The Taliban have not announced any regulations about crypto yet. But local users are pessimistic. A crypto trader who doesn’t want his name to be shared told BIC that “they [the Taliban] don’t have the literacy and knowledge necessary for ruling a country.” He added, “The Taliban might just ban the use of crypto just because they don’t know what it is. They might take action before even asking or researching it.”
In addition, the Taliban have banned the trading of fiat currencies like the US dollar, Iranian Toman, Pakistani Rupee and a few others in local fiat exchange markets to control inflation. A local fiat exchange owner said, “The Taliban might even open fire on someone trying to get US dollars out of the market.”
How active are Afghan people in the crypto industry?
Afghanistan was ranked 20th in the 2021 Global Crypto Adoption Index by Chainalysis among 154 countries.

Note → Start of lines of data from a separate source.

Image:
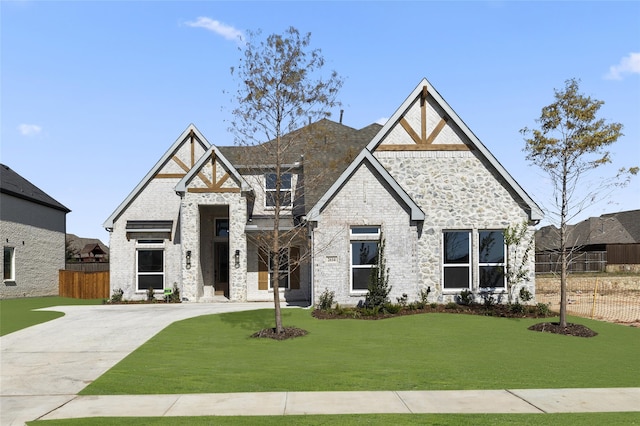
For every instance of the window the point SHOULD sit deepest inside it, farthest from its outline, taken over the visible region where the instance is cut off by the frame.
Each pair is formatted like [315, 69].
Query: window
[285, 190]
[491, 259]
[150, 269]
[457, 259]
[283, 269]
[364, 255]
[9, 263]
[222, 227]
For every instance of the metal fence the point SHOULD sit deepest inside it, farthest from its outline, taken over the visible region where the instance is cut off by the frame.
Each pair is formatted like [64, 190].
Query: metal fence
[593, 261]
[602, 298]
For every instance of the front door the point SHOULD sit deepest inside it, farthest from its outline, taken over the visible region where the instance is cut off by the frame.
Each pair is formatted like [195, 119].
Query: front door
[221, 268]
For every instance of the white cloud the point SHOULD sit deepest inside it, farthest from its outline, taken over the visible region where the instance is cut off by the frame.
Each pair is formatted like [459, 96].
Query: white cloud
[226, 31]
[628, 65]
[29, 129]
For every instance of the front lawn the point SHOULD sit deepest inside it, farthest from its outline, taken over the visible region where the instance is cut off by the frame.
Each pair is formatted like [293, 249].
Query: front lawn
[16, 314]
[584, 419]
[215, 353]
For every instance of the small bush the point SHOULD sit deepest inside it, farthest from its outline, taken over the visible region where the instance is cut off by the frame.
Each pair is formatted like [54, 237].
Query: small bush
[451, 305]
[465, 297]
[516, 308]
[117, 296]
[402, 301]
[326, 299]
[543, 309]
[525, 294]
[175, 295]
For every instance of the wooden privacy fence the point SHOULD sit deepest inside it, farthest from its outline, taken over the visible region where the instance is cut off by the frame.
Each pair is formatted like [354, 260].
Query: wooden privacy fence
[83, 285]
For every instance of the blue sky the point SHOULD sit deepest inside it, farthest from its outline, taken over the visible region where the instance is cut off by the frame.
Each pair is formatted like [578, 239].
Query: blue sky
[93, 93]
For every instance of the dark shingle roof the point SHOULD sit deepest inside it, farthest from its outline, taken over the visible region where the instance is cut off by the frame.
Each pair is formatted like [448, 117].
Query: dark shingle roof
[325, 149]
[610, 228]
[12, 183]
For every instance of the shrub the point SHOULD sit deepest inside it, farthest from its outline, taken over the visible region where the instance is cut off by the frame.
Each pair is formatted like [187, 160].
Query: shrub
[402, 301]
[543, 309]
[525, 294]
[117, 296]
[516, 308]
[466, 297]
[451, 305]
[325, 301]
[379, 287]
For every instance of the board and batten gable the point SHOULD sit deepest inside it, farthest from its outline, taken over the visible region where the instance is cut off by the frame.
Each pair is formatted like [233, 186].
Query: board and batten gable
[212, 190]
[153, 199]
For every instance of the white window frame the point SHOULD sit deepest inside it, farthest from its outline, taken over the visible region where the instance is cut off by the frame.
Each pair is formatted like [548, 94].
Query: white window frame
[468, 264]
[268, 190]
[357, 235]
[493, 264]
[12, 264]
[151, 245]
[286, 270]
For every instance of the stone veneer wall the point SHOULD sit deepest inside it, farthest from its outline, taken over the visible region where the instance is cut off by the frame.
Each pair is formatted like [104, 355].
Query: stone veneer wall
[192, 283]
[364, 200]
[158, 201]
[457, 191]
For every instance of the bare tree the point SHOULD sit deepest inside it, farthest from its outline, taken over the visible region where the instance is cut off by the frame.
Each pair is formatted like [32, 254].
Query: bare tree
[571, 142]
[280, 89]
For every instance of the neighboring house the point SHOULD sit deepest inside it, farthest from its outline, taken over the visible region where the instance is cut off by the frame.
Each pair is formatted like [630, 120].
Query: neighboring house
[423, 182]
[609, 242]
[32, 228]
[86, 250]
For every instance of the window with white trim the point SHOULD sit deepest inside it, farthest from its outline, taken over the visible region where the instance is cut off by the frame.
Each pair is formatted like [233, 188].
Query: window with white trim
[457, 260]
[491, 255]
[270, 190]
[9, 264]
[150, 269]
[283, 269]
[365, 241]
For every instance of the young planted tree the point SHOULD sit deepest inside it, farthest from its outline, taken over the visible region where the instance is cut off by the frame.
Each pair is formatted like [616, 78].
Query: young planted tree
[281, 89]
[571, 142]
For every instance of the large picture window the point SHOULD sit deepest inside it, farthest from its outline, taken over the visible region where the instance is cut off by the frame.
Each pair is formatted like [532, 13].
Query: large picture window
[285, 190]
[150, 269]
[457, 260]
[364, 255]
[491, 259]
[9, 264]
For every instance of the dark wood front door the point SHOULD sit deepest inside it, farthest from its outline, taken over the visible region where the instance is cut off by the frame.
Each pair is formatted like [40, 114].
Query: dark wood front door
[221, 268]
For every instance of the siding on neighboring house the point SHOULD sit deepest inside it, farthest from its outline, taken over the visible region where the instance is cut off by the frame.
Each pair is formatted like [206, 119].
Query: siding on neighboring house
[32, 224]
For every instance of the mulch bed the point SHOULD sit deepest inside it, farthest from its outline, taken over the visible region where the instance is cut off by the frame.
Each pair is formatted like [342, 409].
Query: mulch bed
[288, 333]
[570, 330]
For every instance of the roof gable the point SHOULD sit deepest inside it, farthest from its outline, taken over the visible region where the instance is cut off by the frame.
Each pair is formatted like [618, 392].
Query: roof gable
[365, 156]
[207, 176]
[401, 132]
[172, 165]
[11, 183]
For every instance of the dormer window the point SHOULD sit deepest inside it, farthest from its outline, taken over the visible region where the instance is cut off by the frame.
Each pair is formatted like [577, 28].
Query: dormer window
[285, 190]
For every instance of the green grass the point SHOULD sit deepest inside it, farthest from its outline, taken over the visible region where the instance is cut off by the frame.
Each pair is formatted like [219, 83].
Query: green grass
[431, 351]
[16, 314]
[583, 419]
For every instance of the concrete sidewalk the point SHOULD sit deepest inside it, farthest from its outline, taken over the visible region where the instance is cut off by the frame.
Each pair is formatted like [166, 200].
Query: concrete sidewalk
[398, 402]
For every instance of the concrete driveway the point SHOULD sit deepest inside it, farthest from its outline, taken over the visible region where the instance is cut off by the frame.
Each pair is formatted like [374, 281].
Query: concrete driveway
[45, 366]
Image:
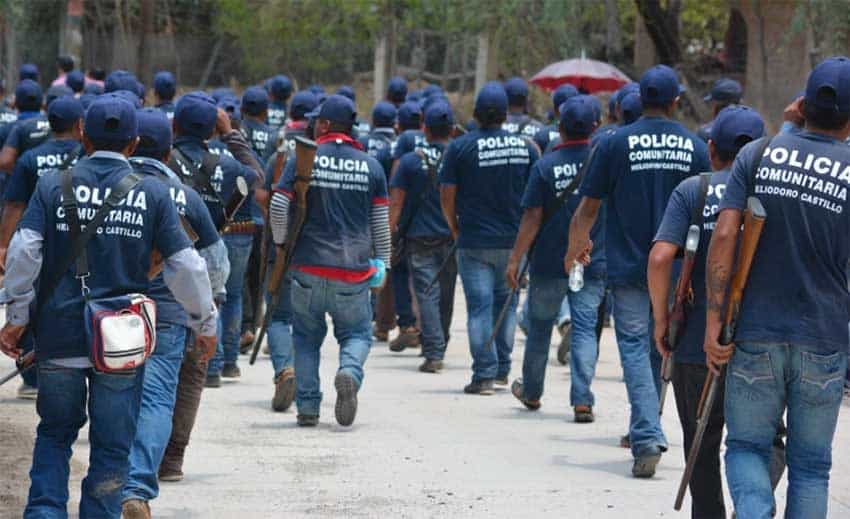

Mohammadi said, “This makes me hopeful and more than happy. It looks like some of the 43% of literates use their time and knowledge wisely. Although most people get into crypto because they see someone make some money in it, there is a great chance that our people and government can use this tech for a much greater purpose.”
Ruholamin Haqshanas is a crypto-journalist and trader. He said, “I view crypto as a window to economic freedom. Given that the majority of Afghans do not have access to banking systems. And they can’t have access even if they want to, because of the excessive set of obligations that very few can meet. Crypto is the best alternative. It can provide a means of interacting with the world for the economically isolated people of Afghanistan.”
He continued, “Another vital role for crypto inside Afghanistan is its usage for transferring donations to people in need.” The Taliban has sanctions placed up it by the US and the United Nations. “This has adversely affected humanitarian assistance previously provided by international non-profits. However, using crypto, these organizations can sidestep any barriers and deliver donations directly to people in need.”
Cryptocurrency adoption is in its early stages in Afghanistan. The question remains, will the Taliban prove their commitment to the country’s growth?